Herne was under Prussian rule in the Province of Westphalia when Ernest was born. The people were poor, oppressed and censored. The Industrial Revolution made working conditions terrible. Cholera outbreaks and famine were spreading. When Ernest was twelve years old, in 1848, revolution broke out like fire across all of Europe.

The people of Germany demanded freedom of the press, free elections, a constitution of basic rights, the right to assemble, the right to arm themselves and trial by jury. In February, 1848, news of French Revolutionary victories spread to Germany. In March, the city dwellers demonstrated and the peasants rose against their still feudal states. What came to be called the March Revolution began. In Berlin alone, hundreds of demonstrators were shot. Within months, however, work was begun in Frankfurt on establishing general elections and the drafting of a constitution. The Verfassung des Deutschen Reiches (Constitution of the German Empire) was passed about a year later. However, within a few years, the rights were being undermined and revolutionaries were executed or imprisoned for lengthy terms. Unification was imminent and tensions between the Austrian Empire and the Prussians were rising. In 1866, when Ernest was 30, civil war broke out. The Prussians were at an economic and military advantage, with extensive railroad systems, needle guns and fast loading rifles. Prussian rule was inevitable.


Staten Island




Ernest fled to the United States, reached Staten Island and married nineteen-year-old New-York-born native Anna Ophelia Greene. Hopefully, Ernest didn't have any illusions about the United States. Maybe he wasn't aware that the States were still in the aftermath of American Civil War that ended the year before. True, slavery had been abolished, but working conditions were not a whole lot better. You would work 18-hour-days and get paid maybe $3 a week. They probably lived in overcrowded tenement housing, some of which still had no indoor plumbing and no windows, just a pump and an outhouse for over a hundred people to share. Thousands died from unsanitary conditions.




Ernest and Anna Ophelia started to have children. Workers were granted an eight-hour day after a three month strike of 100,000 in New York. But the rich got richer, Rockefeller founded Standard Oil and became America's first billionaire, and the poor were being laid off, evicted or killed in heaps of trash and sewer by the hundreds and thousands. In 1873 the country slumped into a depression.
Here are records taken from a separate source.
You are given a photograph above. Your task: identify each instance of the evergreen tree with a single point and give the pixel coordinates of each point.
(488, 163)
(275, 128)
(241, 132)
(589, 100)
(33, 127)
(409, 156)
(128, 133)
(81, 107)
The following year in New York City workers assembled in protest and police responded with brutality. Women and children were stampeded by fleeing protesters. Bystanders were clubbed. Thousands more went on railroad strikes. Police again attacked, shooting and bludgeoning protesters in the skulls.

Ernest and Ophelia left the country for Ontario, Canada for at least ten years to escape the slums and sweatshops of New York, but eventually came back to settle in the United States in the Shelby Township on the Eastern shore of Lake Michigan. The biggest industry in Shelby was metal. The Industrial Revolution was in full swing and working conditions in the iron mines and factories were still unsanitary and inhumane. Ernest and Anna had six kids to feed.

But in 1871, three years after the birth of their first child Charles Thomas, my great-great-grampa, Germany was united under Wilhem I, Emperor of the Prussian Second Reich.

Even though times were tough in the States, Ernest had escaped and spared his grandchildren the horrors of the Third Reich to come decades later.